Ausgezeichnete Versorgung und wissenschaftliche Leistungen beim Schlaganfall

„Österreich und die österreichische Neurologie haben in der Erforschung und in der Therapie sowohl des Schlaganfalls als auch der multiplen Sklerose (MS) viel geleistet und können in mancher Hinsicht durchaus als vorbildlich bezeichnet werden“, so Univ.-Prof. Dr. Franz Fazekas, Leiter der Universitätsklinik für Neurologie, Graz.
„In Österreich haben wir derzeit ein Netzwerk von derzeit 35 Stroke Units, die für die Mehrzahl der Österreicher innerhalb von 45 Minuten erreichbar sind.
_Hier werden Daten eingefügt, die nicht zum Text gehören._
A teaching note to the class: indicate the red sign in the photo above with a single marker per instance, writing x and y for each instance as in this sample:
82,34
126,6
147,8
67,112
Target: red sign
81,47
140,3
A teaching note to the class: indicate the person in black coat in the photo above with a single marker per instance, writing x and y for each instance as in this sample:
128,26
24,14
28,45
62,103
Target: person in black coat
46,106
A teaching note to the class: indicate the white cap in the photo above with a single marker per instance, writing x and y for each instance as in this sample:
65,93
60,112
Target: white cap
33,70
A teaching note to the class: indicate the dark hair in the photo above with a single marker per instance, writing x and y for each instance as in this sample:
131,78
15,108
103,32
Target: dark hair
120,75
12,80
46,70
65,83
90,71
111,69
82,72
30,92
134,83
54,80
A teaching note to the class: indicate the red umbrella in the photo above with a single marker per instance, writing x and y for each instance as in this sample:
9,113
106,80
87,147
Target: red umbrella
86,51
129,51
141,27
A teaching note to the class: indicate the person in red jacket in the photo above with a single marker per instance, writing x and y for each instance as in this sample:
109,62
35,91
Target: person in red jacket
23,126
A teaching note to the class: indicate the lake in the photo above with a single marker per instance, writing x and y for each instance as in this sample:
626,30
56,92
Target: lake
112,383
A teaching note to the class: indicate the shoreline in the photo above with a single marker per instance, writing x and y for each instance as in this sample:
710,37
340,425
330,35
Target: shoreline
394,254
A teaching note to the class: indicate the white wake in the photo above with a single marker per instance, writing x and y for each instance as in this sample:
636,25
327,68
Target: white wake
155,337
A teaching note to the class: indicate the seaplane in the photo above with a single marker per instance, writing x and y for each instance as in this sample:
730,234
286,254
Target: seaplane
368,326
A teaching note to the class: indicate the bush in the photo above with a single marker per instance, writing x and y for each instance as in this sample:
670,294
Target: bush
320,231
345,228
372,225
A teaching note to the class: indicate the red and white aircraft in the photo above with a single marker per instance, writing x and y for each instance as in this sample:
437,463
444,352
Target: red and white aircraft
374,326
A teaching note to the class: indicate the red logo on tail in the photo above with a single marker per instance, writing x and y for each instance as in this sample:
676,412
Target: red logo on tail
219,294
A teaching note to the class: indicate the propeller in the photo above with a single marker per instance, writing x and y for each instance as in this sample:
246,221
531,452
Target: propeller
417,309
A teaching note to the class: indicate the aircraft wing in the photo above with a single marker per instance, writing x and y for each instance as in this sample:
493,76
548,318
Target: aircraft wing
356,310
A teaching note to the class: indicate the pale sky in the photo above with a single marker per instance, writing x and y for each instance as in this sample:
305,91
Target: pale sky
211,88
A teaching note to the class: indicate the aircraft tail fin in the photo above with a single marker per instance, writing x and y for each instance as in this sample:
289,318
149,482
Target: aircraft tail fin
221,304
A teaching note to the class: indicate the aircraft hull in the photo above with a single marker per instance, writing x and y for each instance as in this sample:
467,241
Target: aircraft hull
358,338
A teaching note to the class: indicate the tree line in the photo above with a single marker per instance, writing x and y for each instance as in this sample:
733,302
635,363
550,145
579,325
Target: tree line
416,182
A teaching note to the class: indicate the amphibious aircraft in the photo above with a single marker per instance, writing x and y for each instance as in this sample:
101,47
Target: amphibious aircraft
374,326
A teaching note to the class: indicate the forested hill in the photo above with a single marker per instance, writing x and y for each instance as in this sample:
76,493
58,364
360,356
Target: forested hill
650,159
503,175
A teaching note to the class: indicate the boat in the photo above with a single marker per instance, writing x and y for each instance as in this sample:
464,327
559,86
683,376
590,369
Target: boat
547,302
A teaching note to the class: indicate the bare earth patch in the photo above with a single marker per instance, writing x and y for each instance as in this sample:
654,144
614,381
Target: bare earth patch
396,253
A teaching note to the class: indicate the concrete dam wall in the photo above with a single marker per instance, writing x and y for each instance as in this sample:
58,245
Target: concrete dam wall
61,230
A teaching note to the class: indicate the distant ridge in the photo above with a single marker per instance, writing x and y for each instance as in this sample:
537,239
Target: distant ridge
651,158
Dieses Netzwerk gilt auch international als vorbildlich“, so Fazekas. „Darüber hinaus werden die Daten und Ergebnisse aus den Stroke Units auch in einem österreichweiten Register unter Federführung der Gesundheit Österreich GesmbH. erfasst. Dies dient einerseits der ständigen internen Qualitätskontrolle. Andererseits können die Daten zur Beantwortung wissenschaftlicher Fragestellungen herangezogen werden. Auch da hat sich die österreichische Neurologie international einen Namen gemacht“, so Fazekas.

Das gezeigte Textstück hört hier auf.